The majority of the 15 expression candidates map to the Lore4 and Lore5 regions, partly because of the comparatively larger sizes of these intervals. Several of these new candidates have supporting evidence that makes them compelling candidates. These include the transcription factor genes Atf1 and Scrt1, which have been shown to have profound influences on brain function and development (Nakakura et al. 2001; Pittenger et al. 2002). Others, including the transcribed clone BG075643, are less well characterized and have less obvious roles in neuronal function but should be examined in future studies because of their demonstrated differences in expression in these mice.
In contrast, there are only four differentially expressed candidate genes from Lore1 and Lore2, both of which have been significantly narrowed using interval-specific congenic recombinant lines (Bennett et al. 2002a). Xrcc5 and Slc22a4 are attractive candidates because their human orthologs map to genomic regions linked to human ethanol sensitivity. In Lore2, Rassf2 is a Ras effecter protein thought to promote apoptosis, although its precise function is unclear (Vos et al. 2003), and Pcsk2 is a protease that processes peptide hormone precursors (Laurent et al. 2004) that are expressed in the brain, making them attractive candidates as well.

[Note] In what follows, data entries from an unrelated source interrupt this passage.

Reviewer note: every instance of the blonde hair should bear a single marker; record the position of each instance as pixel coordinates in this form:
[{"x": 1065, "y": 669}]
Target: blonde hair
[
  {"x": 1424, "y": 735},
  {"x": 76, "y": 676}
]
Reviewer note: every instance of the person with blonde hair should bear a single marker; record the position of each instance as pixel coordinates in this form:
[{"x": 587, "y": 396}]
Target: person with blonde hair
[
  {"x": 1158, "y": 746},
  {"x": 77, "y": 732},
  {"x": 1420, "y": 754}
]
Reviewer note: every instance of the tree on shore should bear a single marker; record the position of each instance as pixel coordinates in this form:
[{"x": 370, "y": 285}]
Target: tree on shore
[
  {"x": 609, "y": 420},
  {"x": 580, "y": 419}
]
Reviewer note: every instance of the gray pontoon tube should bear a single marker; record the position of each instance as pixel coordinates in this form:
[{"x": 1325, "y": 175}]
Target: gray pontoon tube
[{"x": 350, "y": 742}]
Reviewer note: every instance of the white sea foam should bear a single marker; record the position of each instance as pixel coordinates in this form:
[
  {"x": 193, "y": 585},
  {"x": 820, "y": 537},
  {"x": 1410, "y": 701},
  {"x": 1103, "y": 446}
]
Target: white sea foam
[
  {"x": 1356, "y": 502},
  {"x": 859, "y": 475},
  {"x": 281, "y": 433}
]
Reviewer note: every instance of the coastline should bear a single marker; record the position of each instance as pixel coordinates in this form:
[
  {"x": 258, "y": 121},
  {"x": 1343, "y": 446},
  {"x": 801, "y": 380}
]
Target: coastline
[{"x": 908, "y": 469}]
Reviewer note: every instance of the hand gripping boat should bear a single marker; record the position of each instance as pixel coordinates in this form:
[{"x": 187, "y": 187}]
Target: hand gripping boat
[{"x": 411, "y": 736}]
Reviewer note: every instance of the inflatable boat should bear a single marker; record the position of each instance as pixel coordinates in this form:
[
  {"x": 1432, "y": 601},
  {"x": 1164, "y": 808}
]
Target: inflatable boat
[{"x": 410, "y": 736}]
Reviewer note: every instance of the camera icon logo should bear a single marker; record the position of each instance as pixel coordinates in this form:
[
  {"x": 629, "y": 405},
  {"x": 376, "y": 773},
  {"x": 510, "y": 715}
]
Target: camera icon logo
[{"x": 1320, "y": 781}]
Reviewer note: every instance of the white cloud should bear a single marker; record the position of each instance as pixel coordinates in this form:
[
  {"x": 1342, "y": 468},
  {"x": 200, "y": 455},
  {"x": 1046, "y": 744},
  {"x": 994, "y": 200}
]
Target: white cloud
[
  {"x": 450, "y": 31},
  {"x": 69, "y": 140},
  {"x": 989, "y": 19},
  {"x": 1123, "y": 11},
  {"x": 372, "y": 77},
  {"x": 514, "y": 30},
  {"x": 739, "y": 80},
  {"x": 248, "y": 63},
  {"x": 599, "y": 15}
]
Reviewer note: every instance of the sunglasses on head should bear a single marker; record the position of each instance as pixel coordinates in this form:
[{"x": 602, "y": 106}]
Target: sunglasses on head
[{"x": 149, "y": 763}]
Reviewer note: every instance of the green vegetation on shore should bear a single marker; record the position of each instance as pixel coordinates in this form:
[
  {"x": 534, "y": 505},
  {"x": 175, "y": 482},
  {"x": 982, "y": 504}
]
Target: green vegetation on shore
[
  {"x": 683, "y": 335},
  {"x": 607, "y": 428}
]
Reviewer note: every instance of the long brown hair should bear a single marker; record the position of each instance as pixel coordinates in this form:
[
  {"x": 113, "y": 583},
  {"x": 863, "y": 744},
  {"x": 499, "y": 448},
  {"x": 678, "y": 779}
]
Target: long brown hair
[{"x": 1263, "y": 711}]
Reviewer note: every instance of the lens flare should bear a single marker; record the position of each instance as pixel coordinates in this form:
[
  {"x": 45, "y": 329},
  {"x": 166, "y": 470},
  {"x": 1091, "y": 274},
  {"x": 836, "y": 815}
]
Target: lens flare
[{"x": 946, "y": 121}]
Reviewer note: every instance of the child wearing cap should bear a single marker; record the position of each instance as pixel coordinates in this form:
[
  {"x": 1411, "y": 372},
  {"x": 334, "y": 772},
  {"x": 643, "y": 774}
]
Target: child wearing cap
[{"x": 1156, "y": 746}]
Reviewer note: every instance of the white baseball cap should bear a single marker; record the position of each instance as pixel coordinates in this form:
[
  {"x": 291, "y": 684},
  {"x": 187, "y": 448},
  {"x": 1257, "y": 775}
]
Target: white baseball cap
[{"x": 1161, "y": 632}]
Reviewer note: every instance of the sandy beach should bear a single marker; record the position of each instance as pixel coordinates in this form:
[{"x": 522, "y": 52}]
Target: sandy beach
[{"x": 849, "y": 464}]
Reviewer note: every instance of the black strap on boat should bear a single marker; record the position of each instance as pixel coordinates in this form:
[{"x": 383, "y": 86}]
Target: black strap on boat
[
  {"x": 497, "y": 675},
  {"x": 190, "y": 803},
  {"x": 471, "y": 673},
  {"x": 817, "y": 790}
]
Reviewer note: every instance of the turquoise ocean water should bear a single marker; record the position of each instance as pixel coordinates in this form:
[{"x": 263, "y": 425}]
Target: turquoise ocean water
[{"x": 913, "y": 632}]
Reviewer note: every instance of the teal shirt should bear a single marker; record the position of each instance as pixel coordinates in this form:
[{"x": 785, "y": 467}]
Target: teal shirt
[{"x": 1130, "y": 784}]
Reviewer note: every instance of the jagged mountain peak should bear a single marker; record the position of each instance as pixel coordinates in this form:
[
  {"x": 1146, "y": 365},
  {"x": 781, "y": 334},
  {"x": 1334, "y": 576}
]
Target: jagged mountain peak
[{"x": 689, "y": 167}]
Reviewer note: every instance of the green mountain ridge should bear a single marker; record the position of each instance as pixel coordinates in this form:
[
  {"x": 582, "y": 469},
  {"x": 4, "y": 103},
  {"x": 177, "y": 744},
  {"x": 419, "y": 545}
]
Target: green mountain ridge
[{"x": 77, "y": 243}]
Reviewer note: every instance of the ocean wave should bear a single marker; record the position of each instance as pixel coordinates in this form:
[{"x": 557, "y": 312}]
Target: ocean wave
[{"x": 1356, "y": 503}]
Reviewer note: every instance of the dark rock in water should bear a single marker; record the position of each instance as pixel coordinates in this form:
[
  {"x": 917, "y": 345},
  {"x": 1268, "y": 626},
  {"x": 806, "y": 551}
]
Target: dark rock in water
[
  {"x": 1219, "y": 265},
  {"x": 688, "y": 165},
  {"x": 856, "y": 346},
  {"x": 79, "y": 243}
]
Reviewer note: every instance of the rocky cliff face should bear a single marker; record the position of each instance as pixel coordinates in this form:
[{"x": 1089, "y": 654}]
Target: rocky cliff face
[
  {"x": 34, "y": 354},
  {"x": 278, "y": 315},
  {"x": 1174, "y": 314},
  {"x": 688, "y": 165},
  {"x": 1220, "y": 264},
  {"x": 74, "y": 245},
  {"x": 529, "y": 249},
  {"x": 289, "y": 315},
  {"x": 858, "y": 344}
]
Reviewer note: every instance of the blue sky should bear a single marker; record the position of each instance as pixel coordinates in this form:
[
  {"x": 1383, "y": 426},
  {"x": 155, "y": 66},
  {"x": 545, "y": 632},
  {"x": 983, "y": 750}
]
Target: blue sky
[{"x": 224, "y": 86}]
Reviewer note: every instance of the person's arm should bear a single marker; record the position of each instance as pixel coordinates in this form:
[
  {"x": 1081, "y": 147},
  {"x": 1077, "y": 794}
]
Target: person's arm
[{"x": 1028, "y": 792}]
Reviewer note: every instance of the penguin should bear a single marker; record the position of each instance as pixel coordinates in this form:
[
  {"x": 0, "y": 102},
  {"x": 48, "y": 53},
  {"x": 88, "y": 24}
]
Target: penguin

This work has generated the most complete gene expression profiles of cerebellum in these two mouse strains ever reported to date, and it combines gene expression, sequencing, and comparative genomic techniques to advance our understanding of the genetic underpinnings of ethanol sensitivity. It builds on previous efforts that have used the ILS and ISS model of hypnotic sensitivity to find DNA polymorphisms influencing this complex trait. Fifteen novel candidates for having regulatory polymorphisms affecting the LORR phenotype have been presented, and these data complement other studies that sequenced genes in these intervals to generate candidates with coding region differences (Ehringer et al. 2001). These two approaches have thus produced a comprehensive list of candidates to be biologically tested for roles for influence on ethanol sensitivity in mice and humans.
These investigation were supported by the following NIH Grants: NRSA AA13786 (EJM), AAO8940 (TEJ) and AAO11853 (JMS).